After the analysis of math skills of 48 - 60 months children, faith and competencies of preschool teachers for mathematics education, and what extent predicted by demographic features of teachers and children; it was determined that respectively the level of teachers’ beliefs for the appropriate age for mathematics education of the pre-school period was significantly predicted by age ranges of children, mothers’ education level, previously attend pre-school education institution status, gender, father’s education level, teachers’ level of education, teachers working period in the institution and mothers’ working status for the math skills of children. 48 - 60- month-old children’s mathematics skills improve as their teachers’ self-efficacy levels increase.
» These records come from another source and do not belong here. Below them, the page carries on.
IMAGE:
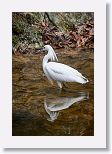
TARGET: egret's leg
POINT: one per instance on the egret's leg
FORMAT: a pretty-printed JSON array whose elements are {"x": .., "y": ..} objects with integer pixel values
[{"x": 59, "y": 84}]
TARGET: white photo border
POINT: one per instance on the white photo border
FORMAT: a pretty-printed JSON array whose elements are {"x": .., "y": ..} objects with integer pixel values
[{"x": 99, "y": 138}]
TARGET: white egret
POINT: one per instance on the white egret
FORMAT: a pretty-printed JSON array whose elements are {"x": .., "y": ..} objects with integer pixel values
[{"x": 59, "y": 72}]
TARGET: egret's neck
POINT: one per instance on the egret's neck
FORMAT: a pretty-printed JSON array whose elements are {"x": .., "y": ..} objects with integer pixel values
[{"x": 45, "y": 59}]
Additionally, the belief levels of the teachers towards mathematics education are directly related to the mathematics skills of the children. The teachers’ beliefs towards mathematics education and their perception of the self-efficacy towards mathematics education directly affect the teachers’ in-class practices. In the light of the research results it can be said that teachers’ beliefs and perceptions of the self-efficacy toward mathematics education are determinative for the math skills of the 48 - 60 months old children.